I had such a good (in-person) customer service experience last Spring I have to mention it here. Wife and I upgraded our phones. We both subscribe to month-to-month cell services, so we always buy unlocked phones from Apple. The problem is, Apple no longer sells unlocked phones from a physical U.S. Apple store unless you are signed up with a major carrier. The Genius who helped us with our purchase recognized the problem and logged on to the online Apple store and helped us order our new phones from a different, still-close-by Apple store, for pickup the next day. Though we picked up at the store, the order was placed online (by the kind Genius) and we avoided the major cell carrier requirement.

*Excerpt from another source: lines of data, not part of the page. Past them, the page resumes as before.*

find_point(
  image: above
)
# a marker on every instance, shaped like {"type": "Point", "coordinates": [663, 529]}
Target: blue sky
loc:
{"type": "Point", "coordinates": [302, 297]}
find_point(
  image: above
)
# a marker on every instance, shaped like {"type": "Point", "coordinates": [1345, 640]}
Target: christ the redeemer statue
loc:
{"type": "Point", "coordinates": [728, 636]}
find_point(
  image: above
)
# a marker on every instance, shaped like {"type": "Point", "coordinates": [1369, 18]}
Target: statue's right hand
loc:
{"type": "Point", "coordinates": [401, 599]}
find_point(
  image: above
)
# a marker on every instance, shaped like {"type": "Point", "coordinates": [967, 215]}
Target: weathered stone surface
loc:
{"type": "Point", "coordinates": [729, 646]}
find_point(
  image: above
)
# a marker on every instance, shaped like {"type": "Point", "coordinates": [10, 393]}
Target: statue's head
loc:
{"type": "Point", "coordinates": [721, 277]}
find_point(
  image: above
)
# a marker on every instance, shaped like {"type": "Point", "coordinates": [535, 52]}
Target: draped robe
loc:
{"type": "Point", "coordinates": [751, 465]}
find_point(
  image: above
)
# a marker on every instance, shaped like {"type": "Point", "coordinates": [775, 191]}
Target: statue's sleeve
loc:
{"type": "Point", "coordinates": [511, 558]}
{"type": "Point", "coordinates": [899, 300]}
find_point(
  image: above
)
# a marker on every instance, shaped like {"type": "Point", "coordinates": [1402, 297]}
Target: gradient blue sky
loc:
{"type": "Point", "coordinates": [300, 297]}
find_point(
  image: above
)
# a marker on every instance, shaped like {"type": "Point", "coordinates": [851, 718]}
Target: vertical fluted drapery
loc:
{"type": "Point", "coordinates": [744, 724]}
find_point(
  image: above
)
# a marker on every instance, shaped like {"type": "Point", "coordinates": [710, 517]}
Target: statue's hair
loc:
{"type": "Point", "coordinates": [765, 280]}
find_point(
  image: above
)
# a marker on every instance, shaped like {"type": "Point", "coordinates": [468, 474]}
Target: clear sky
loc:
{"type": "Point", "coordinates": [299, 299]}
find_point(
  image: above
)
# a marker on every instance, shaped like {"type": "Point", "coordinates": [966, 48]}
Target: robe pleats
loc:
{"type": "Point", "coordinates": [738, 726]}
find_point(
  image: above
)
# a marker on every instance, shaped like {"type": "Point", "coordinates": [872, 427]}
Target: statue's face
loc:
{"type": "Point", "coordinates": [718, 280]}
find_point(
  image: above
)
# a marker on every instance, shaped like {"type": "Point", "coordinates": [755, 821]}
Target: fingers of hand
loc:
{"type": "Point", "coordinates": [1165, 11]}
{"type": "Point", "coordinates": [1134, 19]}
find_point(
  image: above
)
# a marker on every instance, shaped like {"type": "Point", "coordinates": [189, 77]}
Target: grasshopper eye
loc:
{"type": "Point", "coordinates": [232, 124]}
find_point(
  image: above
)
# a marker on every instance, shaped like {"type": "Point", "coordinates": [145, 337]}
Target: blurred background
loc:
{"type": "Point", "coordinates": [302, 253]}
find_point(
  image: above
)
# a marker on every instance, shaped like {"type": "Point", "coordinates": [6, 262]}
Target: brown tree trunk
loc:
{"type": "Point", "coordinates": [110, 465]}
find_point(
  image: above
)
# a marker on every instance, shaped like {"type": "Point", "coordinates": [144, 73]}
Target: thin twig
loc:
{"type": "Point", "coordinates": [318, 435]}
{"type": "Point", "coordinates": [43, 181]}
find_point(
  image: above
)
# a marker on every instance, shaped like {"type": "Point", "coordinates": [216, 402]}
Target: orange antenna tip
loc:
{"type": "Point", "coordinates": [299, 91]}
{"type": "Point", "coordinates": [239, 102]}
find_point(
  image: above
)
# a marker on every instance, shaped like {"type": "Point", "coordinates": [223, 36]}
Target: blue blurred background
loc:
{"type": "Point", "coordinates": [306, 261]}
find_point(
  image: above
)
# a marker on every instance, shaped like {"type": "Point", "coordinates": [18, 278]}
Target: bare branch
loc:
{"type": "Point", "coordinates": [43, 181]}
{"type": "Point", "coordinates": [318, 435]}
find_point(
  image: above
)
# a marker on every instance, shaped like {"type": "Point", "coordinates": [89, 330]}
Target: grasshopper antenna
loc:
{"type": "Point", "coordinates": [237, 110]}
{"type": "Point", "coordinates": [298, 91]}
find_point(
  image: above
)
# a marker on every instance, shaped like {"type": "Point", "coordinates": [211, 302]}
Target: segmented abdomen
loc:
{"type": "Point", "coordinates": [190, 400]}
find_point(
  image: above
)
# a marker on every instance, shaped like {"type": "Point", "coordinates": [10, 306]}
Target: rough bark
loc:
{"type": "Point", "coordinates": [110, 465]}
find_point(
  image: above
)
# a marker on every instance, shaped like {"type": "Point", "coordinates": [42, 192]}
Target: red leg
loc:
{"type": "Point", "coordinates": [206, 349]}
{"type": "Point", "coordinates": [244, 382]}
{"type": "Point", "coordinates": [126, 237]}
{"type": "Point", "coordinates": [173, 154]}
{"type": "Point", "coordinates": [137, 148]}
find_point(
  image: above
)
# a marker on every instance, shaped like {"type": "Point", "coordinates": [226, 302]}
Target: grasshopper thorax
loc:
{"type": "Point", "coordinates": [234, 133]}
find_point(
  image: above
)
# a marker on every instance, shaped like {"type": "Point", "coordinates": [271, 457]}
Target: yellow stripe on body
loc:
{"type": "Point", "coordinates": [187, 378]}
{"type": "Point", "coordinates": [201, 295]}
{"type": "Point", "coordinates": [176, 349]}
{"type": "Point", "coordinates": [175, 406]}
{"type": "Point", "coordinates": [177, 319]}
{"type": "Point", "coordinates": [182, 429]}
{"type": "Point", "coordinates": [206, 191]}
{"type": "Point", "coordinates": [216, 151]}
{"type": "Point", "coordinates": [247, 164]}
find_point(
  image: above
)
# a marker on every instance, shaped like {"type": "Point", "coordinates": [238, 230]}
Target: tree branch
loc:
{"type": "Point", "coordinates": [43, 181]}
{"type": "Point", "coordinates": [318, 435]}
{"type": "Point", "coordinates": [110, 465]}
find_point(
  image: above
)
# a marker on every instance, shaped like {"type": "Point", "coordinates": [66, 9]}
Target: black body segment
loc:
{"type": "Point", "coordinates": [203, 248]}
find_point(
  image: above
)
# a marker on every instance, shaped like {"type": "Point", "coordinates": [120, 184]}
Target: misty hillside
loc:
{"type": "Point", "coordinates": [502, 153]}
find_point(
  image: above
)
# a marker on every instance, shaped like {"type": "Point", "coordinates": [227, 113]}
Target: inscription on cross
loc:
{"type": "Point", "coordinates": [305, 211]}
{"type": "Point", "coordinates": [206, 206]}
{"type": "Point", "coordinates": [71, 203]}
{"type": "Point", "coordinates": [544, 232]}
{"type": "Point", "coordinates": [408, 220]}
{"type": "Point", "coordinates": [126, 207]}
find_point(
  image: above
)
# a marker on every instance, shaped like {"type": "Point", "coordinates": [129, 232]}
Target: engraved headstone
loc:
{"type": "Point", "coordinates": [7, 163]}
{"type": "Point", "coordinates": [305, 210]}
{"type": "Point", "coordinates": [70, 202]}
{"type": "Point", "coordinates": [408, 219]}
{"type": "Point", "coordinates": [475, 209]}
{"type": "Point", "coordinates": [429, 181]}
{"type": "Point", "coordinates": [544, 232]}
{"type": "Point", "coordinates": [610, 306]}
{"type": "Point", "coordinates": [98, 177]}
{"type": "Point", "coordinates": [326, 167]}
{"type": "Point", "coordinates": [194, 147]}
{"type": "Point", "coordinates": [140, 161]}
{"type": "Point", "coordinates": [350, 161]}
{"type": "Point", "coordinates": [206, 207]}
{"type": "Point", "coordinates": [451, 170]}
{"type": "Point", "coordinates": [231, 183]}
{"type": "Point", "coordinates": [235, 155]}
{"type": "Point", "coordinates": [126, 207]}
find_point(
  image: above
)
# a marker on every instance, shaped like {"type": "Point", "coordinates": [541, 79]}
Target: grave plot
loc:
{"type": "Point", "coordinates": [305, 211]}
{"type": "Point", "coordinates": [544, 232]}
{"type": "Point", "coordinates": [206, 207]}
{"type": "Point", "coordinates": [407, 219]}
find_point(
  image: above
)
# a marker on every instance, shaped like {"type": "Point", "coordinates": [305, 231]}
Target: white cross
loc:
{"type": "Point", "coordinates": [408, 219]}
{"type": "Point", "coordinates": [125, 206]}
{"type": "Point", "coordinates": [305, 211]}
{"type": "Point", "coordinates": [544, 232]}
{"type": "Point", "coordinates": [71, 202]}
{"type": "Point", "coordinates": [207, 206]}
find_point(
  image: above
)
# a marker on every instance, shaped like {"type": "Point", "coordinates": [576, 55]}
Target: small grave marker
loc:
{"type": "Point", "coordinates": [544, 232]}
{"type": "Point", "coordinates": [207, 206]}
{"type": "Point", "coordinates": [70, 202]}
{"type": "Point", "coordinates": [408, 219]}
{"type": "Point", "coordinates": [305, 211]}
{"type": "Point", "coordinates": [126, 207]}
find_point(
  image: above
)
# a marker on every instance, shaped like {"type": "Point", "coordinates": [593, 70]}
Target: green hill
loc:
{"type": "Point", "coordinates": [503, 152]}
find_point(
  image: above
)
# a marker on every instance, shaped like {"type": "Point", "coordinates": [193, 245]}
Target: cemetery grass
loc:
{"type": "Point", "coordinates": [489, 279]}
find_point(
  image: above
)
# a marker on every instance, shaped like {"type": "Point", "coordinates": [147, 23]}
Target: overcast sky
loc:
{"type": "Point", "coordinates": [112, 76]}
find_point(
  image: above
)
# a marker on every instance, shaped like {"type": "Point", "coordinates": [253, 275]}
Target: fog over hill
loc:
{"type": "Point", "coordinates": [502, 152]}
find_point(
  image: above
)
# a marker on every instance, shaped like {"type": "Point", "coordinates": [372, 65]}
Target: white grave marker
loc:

I don't know if it's directly due to Covid, as the grandparent asserts, but it's pretty indisputable that the quality of customer service has eroded across pretty much every industry sector, at least in the US. This could be due to companies generally being short-staffed, but it does seem like even when you interact with someone the intelligence level (or maybe more charitably, the experience level) of the people you interact with has gone down.
Yeah I can see that. Calling big companies has been terrible forever, but customer service in physical stores has gone downhill. Mostly they all seem short-staffed. Seems like lots of stores let people go, and didn't replace them in favor of self-checkout systems.